Zika: les Etats-Unis recommandent abstinence ou préservatif au retour d'une zone infectée

Les autorités de santé américaines ont recommandé vendredi aux personnes de retour de pays où sévit le virus Zika d'utiliser des préservatifs ou de s'abstenir d'avoir des relations sexuelles, le virus pouvant se transmettre par cette voie.

Les nouvelles recommandations des Centres américains de contrôle et de prévention des maladies (CDC) visent tout particulièrement les femmes enceintes et leur partenaire, ainsi que celles en âge de procréer inquiètes à propos du virus Zika.

Celui-ci se transmet majoritairement par une piqûre d'un moustique infecté, mais les CDC ont admis cette semaine qu'une personne avait attrapé le Zika par voie sexuelle au Texas.
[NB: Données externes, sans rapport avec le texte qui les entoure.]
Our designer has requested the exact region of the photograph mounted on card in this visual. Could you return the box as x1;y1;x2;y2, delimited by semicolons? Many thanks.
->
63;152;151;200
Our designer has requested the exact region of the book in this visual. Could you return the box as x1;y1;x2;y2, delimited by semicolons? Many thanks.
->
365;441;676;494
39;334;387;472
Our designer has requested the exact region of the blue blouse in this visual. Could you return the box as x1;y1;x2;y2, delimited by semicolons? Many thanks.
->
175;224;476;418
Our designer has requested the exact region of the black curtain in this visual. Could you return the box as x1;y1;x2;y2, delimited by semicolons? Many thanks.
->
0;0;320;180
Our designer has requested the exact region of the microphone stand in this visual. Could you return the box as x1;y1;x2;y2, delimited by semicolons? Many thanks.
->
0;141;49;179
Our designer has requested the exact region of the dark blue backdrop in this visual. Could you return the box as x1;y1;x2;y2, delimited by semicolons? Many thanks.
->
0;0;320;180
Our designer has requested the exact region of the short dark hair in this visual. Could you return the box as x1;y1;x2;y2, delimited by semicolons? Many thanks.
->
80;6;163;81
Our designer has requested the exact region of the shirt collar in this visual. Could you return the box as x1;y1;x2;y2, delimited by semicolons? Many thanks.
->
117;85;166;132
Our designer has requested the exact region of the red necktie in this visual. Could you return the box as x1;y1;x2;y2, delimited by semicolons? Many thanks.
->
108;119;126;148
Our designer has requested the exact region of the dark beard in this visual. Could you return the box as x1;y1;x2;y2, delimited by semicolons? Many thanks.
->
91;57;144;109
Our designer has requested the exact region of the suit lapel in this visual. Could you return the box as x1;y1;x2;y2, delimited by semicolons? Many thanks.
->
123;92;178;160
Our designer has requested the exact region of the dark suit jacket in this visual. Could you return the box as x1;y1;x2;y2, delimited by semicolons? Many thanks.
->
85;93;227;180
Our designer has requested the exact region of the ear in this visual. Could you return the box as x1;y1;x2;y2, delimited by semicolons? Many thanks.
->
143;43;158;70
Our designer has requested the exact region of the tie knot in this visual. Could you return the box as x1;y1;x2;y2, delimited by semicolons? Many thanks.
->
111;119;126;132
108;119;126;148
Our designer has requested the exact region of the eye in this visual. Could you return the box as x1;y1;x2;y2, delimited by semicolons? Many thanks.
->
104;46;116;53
Le conjoint de cette personne avait été infecté par le virus lors d'un récent voyage au Venezuela.

"Les hommes avec des partenaires sexuelles enceintes qui résident ou ont voyagé dans des zones où le virus Zika se transmet activement, et leurs partenaires sexuelles devraient utiliser correctement et sur une base constante des préservatifs durant leurs actes sexuels (vaginaux, anaux ou oraux), ou devraient s'abstenir d'avoir des activités sexuelles pendant la durée de la grossesse", ont indiqué les CDC.

"Un usage constant et correct de préservatifs en latex réduit le risque de transmission sexuelle de nombreuses infections", ajoutent les autorités sanitaires américaines, précisant que "la science n'a pas encore déterminé combien de temps le risque doit être évité".

"Des recherches sont en cours pour répondre à cette question au plus tôt. Si vous essayez de tomber enceinte, vous devez penser à vous faire tester et en discuter avec votre médecin", soulignent encore les CDC.

Le plus gros laboratoire de recherche au Brésil, pays particulièrement touché par le Zika, a affirmé que le virus chez les personnes infectées pouvait être trouvé dans la salive et le sperme, tout en soulignant qu'il n'y a pas encore de preuves qu'il puisse se transmettre par ces fluides.

Bénigne en apparence, l'infection par ce virus est soupçonnée de provoquer de graves malformations congénitales du cerveau du foetus chez les femmes enceintes infectées.

L'organisation mondiale de la santé (OMS) a qualifié l'épidémie d'"urgence de santé publique de portée mondiale".